Hemodialysis does not effectively remove famotidine from the systemic circulation. The proportion removed depends on the type of membrane used. About 16% is reported to be removed with a high flux polysulfone membrane, but only 6% is removed with a cuprophan membrane. Continuous ambulatory peritoneal dialysis is reported to remove about 5% of a dose. Continuous haemofiltration may remove about 16% of a dose. Intermittent haemofiltration is reported to remove about 4% or 8%. Dosage supplements of famotidine are not required during or after dialysis or filtration procedures.
Unlike cimetidine, famotidine does not inhibit cytochrome P450 and, therefore, is considered to have little effect on the metabolism of other drugs. However, like other H2 antagonists, its effects on gastric pH may affect the absorption of some other drugs.
Giving famotidine 40 mg with a 10-mL dose of an antacid containing 800 mg aluminum hydroxide with 800 mg magnesium hydroxide resulted in a decrease in the bioavailability of famotidine that was considered clinically insignificant. Giving famotidine with a 30-mL dose of the same antacid resulted in a more significant reduction in the absorption of famotidine from the gastrointestinal tract. Still, the interaction could be minimized by separating ingestion by 2 hours.
Probenecid in a total dose of 1500 mg had a significant effect on the pharmacokinetics of famotidine 20 mg in 8 healthy subjects. The maximum serum concentration of famotidine and the area under the concentration/time curve were significantly increased, and renal clearance was significantly reduced.

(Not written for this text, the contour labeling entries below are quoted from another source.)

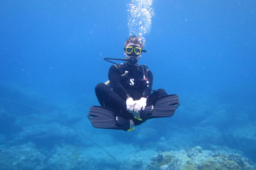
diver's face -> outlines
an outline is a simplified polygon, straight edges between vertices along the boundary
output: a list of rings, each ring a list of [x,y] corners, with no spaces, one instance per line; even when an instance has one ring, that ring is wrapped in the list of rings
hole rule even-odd
[[[140,46],[140,44],[133,44],[132,42],[129,42],[127,46],[125,47],[125,48],[127,48],[127,47],[129,47],[129,46],[132,46],[133,47],[134,47],[134,46],[137,46],[139,48],[141,48],[141,47]],[[141,54],[142,54],[142,53],[141,53],[139,55],[131,55],[131,54],[127,54],[126,52],[125,51],[125,50],[124,50],[124,55],[125,55],[125,58],[127,59],[127,60],[129,60],[130,58],[131,58],[131,57],[134,57],[135,58],[136,58],[136,62],[134,62],[133,63],[131,63],[130,62],[129,62],[129,61],[127,61],[127,62],[130,64],[130,65],[136,65],[138,64],[138,63],[139,62],[139,59],[140,58],[140,57],[141,57]],[[131,54],[134,54],[134,53],[131,53]]]

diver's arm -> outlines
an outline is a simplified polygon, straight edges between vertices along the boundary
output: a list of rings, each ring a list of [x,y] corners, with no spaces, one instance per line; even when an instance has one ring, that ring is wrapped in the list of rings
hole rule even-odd
[[[153,84],[153,74],[152,72],[148,70],[148,79],[147,81],[148,81],[148,83],[147,84],[147,86],[143,89],[143,95],[142,97],[148,98],[148,96],[151,95],[151,90],[152,89],[152,86]]]
[[[136,105],[134,107],[134,111],[133,113],[133,115],[137,117],[139,117],[139,112],[142,109],[145,109],[147,105],[147,100],[148,96],[151,94],[151,89],[153,84],[153,75],[152,72],[148,70],[147,72],[147,80],[148,83],[147,83],[146,87],[143,89],[143,95],[140,99],[135,100]]]
[[[113,65],[109,68],[108,79],[112,86],[113,90],[124,100],[126,100],[127,97],[130,97],[130,95],[121,84],[120,73],[117,65]]]

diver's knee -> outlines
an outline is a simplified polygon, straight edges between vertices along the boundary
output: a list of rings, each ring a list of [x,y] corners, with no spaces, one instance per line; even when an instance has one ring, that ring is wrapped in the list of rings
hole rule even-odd
[[[165,96],[168,95],[166,91],[164,89],[157,89],[157,91],[159,92],[158,95],[159,96]]]
[[[106,85],[103,83],[99,83],[95,87],[95,93],[97,92],[101,92],[102,90],[104,90],[104,89],[106,88]]]

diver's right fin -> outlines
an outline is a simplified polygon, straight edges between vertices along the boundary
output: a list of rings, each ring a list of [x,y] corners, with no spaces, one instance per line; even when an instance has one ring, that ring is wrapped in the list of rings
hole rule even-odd
[[[130,121],[117,115],[116,111],[111,108],[92,106],[87,117],[94,128],[129,131]]]
[[[154,109],[150,112],[152,105]],[[177,95],[161,96],[154,100],[144,110],[141,111],[140,117],[146,120],[153,118],[170,117],[174,114],[179,105],[179,96]]]

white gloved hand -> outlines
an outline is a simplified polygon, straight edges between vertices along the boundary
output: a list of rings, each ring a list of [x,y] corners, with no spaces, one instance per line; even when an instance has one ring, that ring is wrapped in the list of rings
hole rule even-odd
[[[128,97],[126,99],[126,109],[128,110],[128,112],[130,113],[133,113],[135,105],[135,101],[133,100],[132,98]]]
[[[136,116],[135,115],[138,115],[140,113],[140,111],[142,109],[142,110],[144,110],[146,107],[146,105],[147,105],[147,98],[145,97],[141,97],[140,99],[139,100],[136,100],[135,101],[136,102],[136,105],[134,107],[134,112],[133,114],[134,116]],[[137,116],[136,116],[137,117]]]

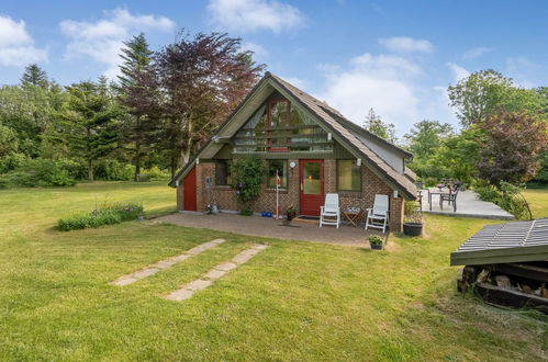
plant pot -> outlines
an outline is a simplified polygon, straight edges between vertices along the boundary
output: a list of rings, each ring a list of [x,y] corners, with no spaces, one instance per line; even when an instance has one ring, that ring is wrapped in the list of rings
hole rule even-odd
[[[372,244],[372,242],[369,242],[369,246],[373,250],[382,250],[382,244]]]
[[[420,236],[423,234],[422,223],[403,223],[403,234],[409,236]]]

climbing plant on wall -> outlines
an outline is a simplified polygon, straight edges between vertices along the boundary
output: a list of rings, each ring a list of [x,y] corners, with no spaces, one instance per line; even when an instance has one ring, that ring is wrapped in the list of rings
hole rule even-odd
[[[232,173],[233,189],[243,206],[242,214],[250,215],[250,204],[258,197],[265,183],[265,162],[256,156],[242,158],[233,163]]]

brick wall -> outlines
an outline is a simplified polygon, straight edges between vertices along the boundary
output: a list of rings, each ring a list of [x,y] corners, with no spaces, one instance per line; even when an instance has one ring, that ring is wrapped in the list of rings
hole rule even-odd
[[[299,160],[290,159],[289,162],[295,162],[293,169],[288,167],[288,188],[280,191],[280,210],[283,214],[289,206],[299,210],[300,205],[300,180]],[[289,163],[288,163],[289,165]],[[336,160],[324,160],[324,192],[335,193],[337,188],[336,180]],[[210,177],[212,186],[205,190],[205,178]],[[380,178],[378,178],[367,167],[361,167],[361,192],[339,192],[340,208],[360,207],[362,210],[372,207],[376,194],[385,194],[390,197],[390,228],[392,231],[401,231],[403,223],[403,199],[393,197],[393,190]],[[177,207],[182,210],[183,205],[182,182],[177,190]],[[242,206],[238,204],[234,190],[230,186],[215,184],[215,163],[197,165],[197,204],[198,211],[205,211],[208,204],[216,204],[220,210],[238,211]],[[276,190],[267,189],[266,184],[260,196],[251,205],[253,212],[276,213]]]

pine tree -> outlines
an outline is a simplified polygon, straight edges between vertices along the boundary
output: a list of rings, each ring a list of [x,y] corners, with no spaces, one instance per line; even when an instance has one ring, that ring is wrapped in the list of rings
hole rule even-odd
[[[31,64],[25,67],[21,77],[22,86],[34,86],[46,89],[49,86],[47,73],[42,70],[36,64]]]
[[[110,94],[107,79],[83,81],[67,87],[68,104],[57,123],[56,140],[88,163],[88,180],[93,181],[93,162],[116,147],[115,121],[120,108]]]
[[[160,114],[159,86],[153,64],[153,52],[141,33],[124,43],[119,76],[119,99],[127,109],[122,120],[122,134],[126,149],[133,154],[135,179],[141,173],[143,158],[154,140]]]
[[[373,109],[369,110],[364,128],[392,144],[398,142],[395,136],[395,126],[392,123],[382,122],[381,117],[374,113]]]

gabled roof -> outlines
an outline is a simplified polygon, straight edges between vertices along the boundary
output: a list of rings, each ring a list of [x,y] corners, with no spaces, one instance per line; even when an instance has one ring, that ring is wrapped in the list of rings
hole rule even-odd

These effects were explained by inhibiting the renal tubular secretion of famotidine by probenecid.
Although famotidine is considered not to interfere with the metabolism of other drugs, there is a report of a clinically significant interaction with theophylline.
Famotidine 300 micrograms/kg intravenously was given to 10 children aged 2 to 7 years after cardiac surgery and before extubation to prevent aspiration. This dose (equivalent to about 20 mg in adults) increased intragastric pH within 1 hour of being given, and the pH remained above 3.5 for about 9 hours. The mean elimination half-life was 3.3 hours, similar to the value in healthy adults, and it was considered that doses in children need only be adjusted according to body weight and renal function.
This conclusion was supported by a review of 8 studies in children over one year of age. Conversely, the mean elimination half-life was prolonged in infants aged 5 to 19 days (10.5 hours) secondary to reduced renal clearance. This was confirmed by another study, which indicated that reduced clearance was found in infants under three months of age but that pharmacokinetics in older infants were similar to those previously reported for children and adults.
Distribution into Breast Milk
The peak concentration of famotidine in breast milk, which occurred in 8 women 6 hours after an oral dose of 40 mg, was similar to the peak plasma concentration 2 hours after the dose.
Some individuals have a second peak in the plasma concentration of famotidine, which could be due to enterohepatic recirculation. However, a maximum of 0.43% of a dose of famotidine was excreted in the bile of 2 patients following single doses of 20 mg intravenously or 40 mg by mouth, indicating that significant recirculation had not occurred.